The rules were restored in 2010.
“Our debt also matters internationally. My friend, the ranking member of the Senate Budget Committee, likes to remind us that it took 42 presidents 224 years to run up only $1 trillion of foreign-held debt. This administration did more than that in just five years.”
This is also similar to another line used by Romney against Obama during the 2012 campaign.
“Now, there is nothing wrong with borrowing from foreign countries. But we must remember that the more we depend on foreign nations to lend us money, the more our economic security is tied to the whims of foreign leaders whose interests might not be aligned with ours.
“Increasing America’s debt weakens us domestically and internationally. Leadership means that ‘the buck stops here.’ Instead, Washington is shifting the burden of bad choices today onto the backs of our children and grandchildren. America has a debt problem and a failure of leadership. Americans deserve better. I therefore intend to oppose the effort to increase America’s debt limit.”
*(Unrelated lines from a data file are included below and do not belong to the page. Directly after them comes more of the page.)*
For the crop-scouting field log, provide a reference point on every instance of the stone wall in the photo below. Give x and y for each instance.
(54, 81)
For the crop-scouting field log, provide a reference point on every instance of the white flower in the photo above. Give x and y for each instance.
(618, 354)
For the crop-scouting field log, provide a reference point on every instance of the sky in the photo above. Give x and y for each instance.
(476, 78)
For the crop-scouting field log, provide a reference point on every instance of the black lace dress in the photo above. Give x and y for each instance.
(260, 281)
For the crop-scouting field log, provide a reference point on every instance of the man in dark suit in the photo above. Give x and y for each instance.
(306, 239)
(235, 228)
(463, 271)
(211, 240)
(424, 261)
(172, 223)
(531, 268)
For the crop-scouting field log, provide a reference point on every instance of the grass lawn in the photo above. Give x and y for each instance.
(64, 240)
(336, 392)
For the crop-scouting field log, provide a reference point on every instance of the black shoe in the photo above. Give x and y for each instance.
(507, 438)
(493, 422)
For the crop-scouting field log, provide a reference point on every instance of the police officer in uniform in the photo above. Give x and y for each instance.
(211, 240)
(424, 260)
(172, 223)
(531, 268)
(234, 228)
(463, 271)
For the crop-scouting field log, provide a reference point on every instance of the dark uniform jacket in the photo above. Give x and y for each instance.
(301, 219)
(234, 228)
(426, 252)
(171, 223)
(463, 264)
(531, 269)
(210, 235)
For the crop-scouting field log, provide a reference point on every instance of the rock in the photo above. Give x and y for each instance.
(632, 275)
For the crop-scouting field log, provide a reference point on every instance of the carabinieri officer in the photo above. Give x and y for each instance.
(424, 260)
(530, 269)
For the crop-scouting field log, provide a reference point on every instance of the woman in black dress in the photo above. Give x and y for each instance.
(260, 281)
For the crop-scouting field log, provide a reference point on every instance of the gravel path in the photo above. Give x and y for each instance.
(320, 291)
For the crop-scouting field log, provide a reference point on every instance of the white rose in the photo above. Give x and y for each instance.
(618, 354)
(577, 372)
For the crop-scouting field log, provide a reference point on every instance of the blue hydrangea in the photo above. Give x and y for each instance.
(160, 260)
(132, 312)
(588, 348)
Reading the speech seven years later, Obama is correct that it was a political vote. He never really explains what he would do differently or how he would provide leadership on reducing the deficit. He just decries the rising debt, though he hints at possibly supporting tax increases, since he complains that tax cuts have been deficit-financed.
After Obama finished speaking, Sen. Charles Grassley (R-Iowa) rose to rebut his comments.
“Mr. President, I urge my colleagues to vote in favor of final passage. Raising the debt limit is necessary to preserve the full faith and credit of the U.S. government.
“We cannot as a Congress pass spending bills and tax bills and then refuse to pay our bills. Refusing to raise the debt limit is like refusing to pay your credit card bill — after you’ve used your credit card.
“The time to control the deficits and debt is when we are voting on the spending bills and the tax bills that create it. Raising the debt limit is about meeting the obligations we have already incurred. We must meet our obligations. Vote for this bill.”
Here, Grassley has found his inner President Obama. The increase in the debt limit passed on a vote of 52 to 48, with a handful of Republicans joining all Democrats (including then-Senators Joe Biden and Hillary Rodham Clinton) in opposition. (Grassley has no great record on the debt ceiling, generally voting for increases when Bush was president and against them when Obama was president.)
The Pinocchio Test
This is why many Americans hate politics.
The young senator from Illinois presumably did not want to buck the rest of his party establishment in voting for increasing the debt limit — not when there were just enough Republicans willing to support a president from their own party. But Obama would be on much more solid ground today if he had given a speech back in 2006 that sounded more like his news conference in 2013.
For making an argument that the president now decries as politics, he earns the upside-down Pinocchio, signifying a major-league flip-flop. (We have rarely given this ruling, but are eager for other examples from readers.)